Most believers embraced me as part of the Body, not so unusual or needy, just another guy trying to live a sanctified life in a very unsanctified world, and experiencing many unsanctified yearnings. Classifying same-sex strugglers as a minority underscores, I believe, differences that are not in the final analysis so very great.

After all, when it comes to what we are called by God (and should thereby be calling ourselves) we’re referred to in scripture as Saints, (Colossians 1:2) New Creatures, (II Corinthians 5:17) Children of God (I John 3:1) and More than Conquerors. (Romans 8:37)

Those are but a few of the names He calls us, yet nowhere in the Bible will we see saints classified by any particular temptation or desire. Our titles are far more positive and victorious than that. All saints have that in common.

Our experience, though, is not always described in such glowing terms. It’s cited as a progressive, often difficult, joyous pilgrimage including, among other things, personal setbacks, failures, and struggles between our passions and our calling. (See, for example, Romans 6-7; Galatians 5:17; and I John 1:8) Those are but a few of the descriptive phrases we can also own. Saints also have that in common, and anyone who denies the reality of temptations and struggles, sexual or otherwise, is being something less
than honest.

Our labels say who we are; our descriptive phrases say what we experience. The two are linked, but not identical and certainly not contradictory. A Biblical approach to self-identification will recognize that, and I cannot see that approach including labels based on unwanted, ungodly sexual desires.

Lessons from La Mancha

In my favorite musical “The Man of La Mancha”, the eccentric Don Quixote encounters the prostitute Aldonza and insists she is a lady, a maiden, the feminine ideal. He refuses to call her by her given name, instead bestowing the more lady-like “Dulcinea” upon her,

She thinks he’s nuts, and spends most of the story ruminating over his vision of her versus her own highly-limited take on herself. In the end, her transcendence comes when she dares to believe that what Don Quixote saw in her was more real and accurate than what she saw in herself.

We could all do worse than to follow her lead. Certainly, no Christian should practice a magical-thinking Name It and Claim It approach, pretending to be more than we are, or to be absent whatever specific temptations we may experience. I celebrate the believer who says, “I’m first and foremost a child of God who happens to have same-sex temptations.” I’m in serious disagreement with the believer who says, “Because I experience same-sex temptations, I am therefore a Gay Christian.”
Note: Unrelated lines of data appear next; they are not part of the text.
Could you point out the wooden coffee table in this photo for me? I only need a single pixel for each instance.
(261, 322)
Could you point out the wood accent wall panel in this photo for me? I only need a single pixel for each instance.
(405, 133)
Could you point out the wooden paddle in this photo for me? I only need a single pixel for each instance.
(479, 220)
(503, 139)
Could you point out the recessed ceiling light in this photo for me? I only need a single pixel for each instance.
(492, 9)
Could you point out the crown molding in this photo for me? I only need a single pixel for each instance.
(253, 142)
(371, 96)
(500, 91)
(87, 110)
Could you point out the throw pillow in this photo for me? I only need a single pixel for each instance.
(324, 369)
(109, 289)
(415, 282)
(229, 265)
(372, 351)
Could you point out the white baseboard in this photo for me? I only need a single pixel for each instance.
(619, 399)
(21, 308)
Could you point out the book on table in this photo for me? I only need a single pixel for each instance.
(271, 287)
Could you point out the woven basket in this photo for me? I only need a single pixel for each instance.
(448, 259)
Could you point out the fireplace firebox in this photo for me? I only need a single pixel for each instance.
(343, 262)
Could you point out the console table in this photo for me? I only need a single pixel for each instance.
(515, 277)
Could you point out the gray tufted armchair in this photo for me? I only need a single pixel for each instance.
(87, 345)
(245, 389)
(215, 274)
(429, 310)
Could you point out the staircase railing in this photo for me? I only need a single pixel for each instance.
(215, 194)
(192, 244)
My disagreement stems from a growing conviction that names matter, probably more than we appreciate. They influence not only how we view ourselves, but our options as well.  That, I’m convinced, is a primary reason so many of us have objected to the new vocabulary proposed by Revoice and others. It has, in the end, a tone of something less than what has been eternally declared about us in Christ.

On that note, I concur with what Dr. Albert Mohler has said about all of this:

“We should take the organizers of Revoice at their word and hear what they are saying. We should lament the brokenness and understand the many failings of the Christian church toward those who identify with the LGBTQ+ community. But we dare not add yet another failure to those failures. We cannot see Revoice as anything other than a house built upon the sand. Revoice is not the voice of faithful Christianity.”